美大出身だからというのは偏見だと思うし、デザイン=型式というのは「それこそ本質を理解せずに型式論理をあてはめようとする弁護士的な発想」などと反論されそうですね。


それはさておき、形だけ作っても機能をしていなければ意味がない、意思決定の早いフラットな組織もいいが、社長の誤りを是正する仕組みは最低限必要、という指摘は、新興企業にとっては耳の痛い指摘かもしれません。

ただ、ちょっと昔に新興市場に上場した企業は、当時は証券取引所はそんなこと言ってなかったぞ、という文句も言いたくなるところかもしれません。
そのへん、金融商品取引法・証券取引等監視委員会だけに任せるのでなく、証券取引所が自主ルールや上場審査をどう行うかというのも重要だと思います。
特に証券取引所自体が株式を上場しているとなると、収益と公益性のバランスをどうとっていくかについて、自ら明確な指針を出していく必要があると思います。


この件は当初の報道のときから、「普通しないだろ?」ということが引き金になったということで話題を呼んでいました。

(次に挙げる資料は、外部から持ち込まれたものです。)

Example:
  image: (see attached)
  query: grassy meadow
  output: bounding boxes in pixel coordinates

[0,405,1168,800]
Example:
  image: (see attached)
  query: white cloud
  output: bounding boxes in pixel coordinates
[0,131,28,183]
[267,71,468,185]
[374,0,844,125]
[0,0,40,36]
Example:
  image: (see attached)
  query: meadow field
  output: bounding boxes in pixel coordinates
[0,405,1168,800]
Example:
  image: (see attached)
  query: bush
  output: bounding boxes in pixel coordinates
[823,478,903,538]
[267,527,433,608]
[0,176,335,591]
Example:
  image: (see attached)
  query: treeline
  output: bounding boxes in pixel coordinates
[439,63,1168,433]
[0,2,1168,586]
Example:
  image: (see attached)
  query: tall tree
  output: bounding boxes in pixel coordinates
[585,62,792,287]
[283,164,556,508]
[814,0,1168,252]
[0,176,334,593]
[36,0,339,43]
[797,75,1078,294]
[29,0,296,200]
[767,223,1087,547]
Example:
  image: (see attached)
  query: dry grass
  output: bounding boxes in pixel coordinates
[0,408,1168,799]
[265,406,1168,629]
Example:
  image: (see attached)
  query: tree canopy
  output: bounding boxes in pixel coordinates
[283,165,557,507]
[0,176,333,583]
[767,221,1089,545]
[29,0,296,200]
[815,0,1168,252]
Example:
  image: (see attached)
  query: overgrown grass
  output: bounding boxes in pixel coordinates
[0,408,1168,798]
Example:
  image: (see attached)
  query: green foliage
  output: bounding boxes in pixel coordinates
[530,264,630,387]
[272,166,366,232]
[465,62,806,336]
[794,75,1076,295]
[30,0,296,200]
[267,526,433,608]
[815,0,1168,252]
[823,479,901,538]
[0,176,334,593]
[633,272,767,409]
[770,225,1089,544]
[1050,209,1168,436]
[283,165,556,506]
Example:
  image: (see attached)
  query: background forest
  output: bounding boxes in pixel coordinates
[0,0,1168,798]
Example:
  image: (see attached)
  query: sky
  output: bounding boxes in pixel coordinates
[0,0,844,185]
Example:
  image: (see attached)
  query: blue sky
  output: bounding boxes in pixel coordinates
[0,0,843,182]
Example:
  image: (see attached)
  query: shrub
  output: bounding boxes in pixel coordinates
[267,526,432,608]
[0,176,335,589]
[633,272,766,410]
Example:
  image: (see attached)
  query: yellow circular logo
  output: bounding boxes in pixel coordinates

本件の特殊性は、第1回目取引と第2回目取引のいずれにおいても、齋藤社長自身の不用意な行為が元社員Aに重要情報入手のきっかけを与えたという点にある。すなわち、第2 の2.で述べたように、第1回目取引については、齋藤社長のメール(会議招集通知)をきっかけに社員Xが重要情報の保存されているフォルダを発見し、そのフォルダを見せられた元社員Aがその周辺のファイルを物色したことが重要情報の入手につながった。また、第2の3.で述べたように、第2回目取引においては、齋藤社長が役職員全員に宛てて送信したメールがインサイダー取引の直接的なきっかけとなった。
 (第5. 2. 社長自身によるきっかけの提供)

それが、この会社の組織体制の特殊性に起因しているというあたりを、報告書は厳しく指摘しています。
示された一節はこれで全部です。